Speaker recognition has been performed by considering individual variations in the power spectrograms of speech, which reflect the resonance phenomena in the speaker's vocal tract filter. In recent years, phase-based features have been used for speaker recognition. However, the phase-based features are not in a raw form of the phase but are crafted by humans, suggesting that the role of the raw phase is less interpretable. This study used phase spectrograms, which are calculated by subtracting the phase in the time-frequency domain of the electroglottograph signal from that of speech. The phase spectrograms represent the non-modified phase characteristics of the vocal tract filter.
The phase spectrograms were obtained from five Japanese participants. Phase spectrograms corresponding to vowels, called phase spectra, were then extracted and circular-averaged for each vowel.

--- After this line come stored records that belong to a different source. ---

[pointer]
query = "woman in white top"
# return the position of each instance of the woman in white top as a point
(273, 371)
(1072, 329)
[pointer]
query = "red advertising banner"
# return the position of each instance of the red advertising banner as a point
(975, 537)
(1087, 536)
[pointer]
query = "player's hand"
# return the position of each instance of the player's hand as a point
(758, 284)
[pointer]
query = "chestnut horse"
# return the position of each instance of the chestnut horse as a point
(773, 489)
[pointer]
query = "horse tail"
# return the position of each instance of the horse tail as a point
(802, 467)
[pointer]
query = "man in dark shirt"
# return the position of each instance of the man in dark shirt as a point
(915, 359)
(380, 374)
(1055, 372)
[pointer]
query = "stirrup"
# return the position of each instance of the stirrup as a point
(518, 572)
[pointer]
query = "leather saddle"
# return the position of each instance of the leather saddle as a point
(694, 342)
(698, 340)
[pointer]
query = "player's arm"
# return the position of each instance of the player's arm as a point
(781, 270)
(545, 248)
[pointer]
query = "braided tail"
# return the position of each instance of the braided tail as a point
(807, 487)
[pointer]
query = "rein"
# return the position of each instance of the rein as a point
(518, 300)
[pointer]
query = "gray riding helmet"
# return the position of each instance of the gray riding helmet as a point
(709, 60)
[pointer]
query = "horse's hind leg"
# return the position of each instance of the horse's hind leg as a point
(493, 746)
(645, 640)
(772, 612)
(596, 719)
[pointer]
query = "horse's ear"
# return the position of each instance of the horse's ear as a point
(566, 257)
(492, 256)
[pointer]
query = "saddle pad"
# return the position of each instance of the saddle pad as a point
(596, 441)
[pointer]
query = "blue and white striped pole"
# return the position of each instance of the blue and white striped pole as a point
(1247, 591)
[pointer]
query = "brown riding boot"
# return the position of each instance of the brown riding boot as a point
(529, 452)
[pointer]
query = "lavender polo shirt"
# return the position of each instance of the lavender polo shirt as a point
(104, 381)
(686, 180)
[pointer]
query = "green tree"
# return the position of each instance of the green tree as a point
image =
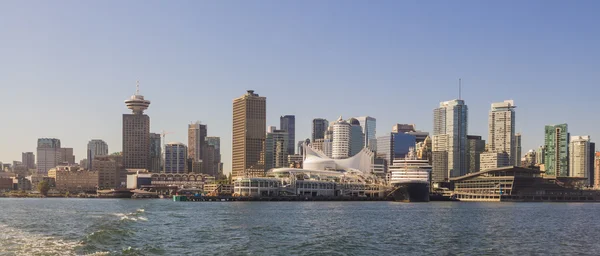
(43, 188)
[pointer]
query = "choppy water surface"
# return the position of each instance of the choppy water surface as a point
(163, 227)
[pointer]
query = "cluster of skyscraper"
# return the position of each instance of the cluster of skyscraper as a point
(450, 149)
(141, 150)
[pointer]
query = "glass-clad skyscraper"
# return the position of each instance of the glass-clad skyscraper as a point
(451, 119)
(556, 144)
(369, 125)
(288, 124)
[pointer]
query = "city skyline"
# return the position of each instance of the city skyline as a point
(91, 108)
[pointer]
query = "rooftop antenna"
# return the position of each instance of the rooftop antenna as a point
(459, 88)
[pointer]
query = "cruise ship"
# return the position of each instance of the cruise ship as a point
(410, 178)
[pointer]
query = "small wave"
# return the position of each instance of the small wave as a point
(19, 242)
(128, 218)
(97, 254)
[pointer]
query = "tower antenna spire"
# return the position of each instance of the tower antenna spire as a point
(459, 88)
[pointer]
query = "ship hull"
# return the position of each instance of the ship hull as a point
(411, 192)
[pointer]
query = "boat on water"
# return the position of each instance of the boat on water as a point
(410, 178)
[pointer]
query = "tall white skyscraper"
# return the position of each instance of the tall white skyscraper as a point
(369, 125)
(341, 139)
(451, 119)
(517, 150)
(48, 154)
(579, 157)
(501, 130)
(95, 148)
(175, 157)
(357, 137)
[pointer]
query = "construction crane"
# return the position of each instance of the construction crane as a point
(163, 134)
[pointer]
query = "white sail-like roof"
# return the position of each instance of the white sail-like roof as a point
(316, 160)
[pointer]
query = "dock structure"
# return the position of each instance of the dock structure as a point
(517, 184)
(192, 198)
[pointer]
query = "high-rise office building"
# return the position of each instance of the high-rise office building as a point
(394, 146)
(66, 156)
(357, 137)
(476, 146)
(136, 133)
(424, 149)
(517, 148)
(451, 119)
(404, 128)
(579, 153)
(591, 163)
(249, 123)
(175, 158)
(196, 141)
(155, 154)
(108, 171)
(369, 125)
(319, 128)
(530, 158)
(95, 148)
(540, 155)
(288, 124)
(597, 170)
(276, 153)
(501, 129)
(48, 155)
(341, 139)
(439, 154)
(556, 143)
(492, 160)
(28, 160)
(215, 143)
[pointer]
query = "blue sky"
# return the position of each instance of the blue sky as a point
(67, 66)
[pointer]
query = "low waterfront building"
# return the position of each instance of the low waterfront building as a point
(256, 187)
(6, 184)
(190, 180)
(35, 179)
(74, 179)
(139, 179)
(295, 161)
(520, 184)
(22, 183)
(213, 189)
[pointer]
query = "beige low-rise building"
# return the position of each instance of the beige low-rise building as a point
(74, 179)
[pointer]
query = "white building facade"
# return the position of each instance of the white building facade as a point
(341, 139)
(175, 157)
(451, 119)
(579, 157)
(369, 126)
(501, 129)
(95, 148)
(48, 154)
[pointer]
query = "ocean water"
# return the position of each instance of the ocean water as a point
(164, 227)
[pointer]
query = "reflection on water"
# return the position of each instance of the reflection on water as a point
(163, 227)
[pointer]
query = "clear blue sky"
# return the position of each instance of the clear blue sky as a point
(67, 66)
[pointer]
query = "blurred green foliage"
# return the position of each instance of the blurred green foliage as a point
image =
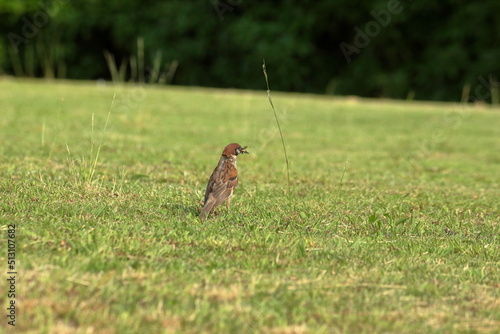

The speakers were determined based on the degree of similarity of the averaged spectra.
The accuracy of discriminating speakers using the averaged phase spectra was observed to be high although speakers were discriminated using only phase information without power. In particular, the averaged phase spectra showed different shapes for different speakers, resulting in the similarity between the different speaker spectrum pairs being lower. Therefore, the speakers were distinguished by using phase spectra.
This predominance of phase spectra suggested that the phase characteristics of the vocal tract filter reflect the individuality of speakers.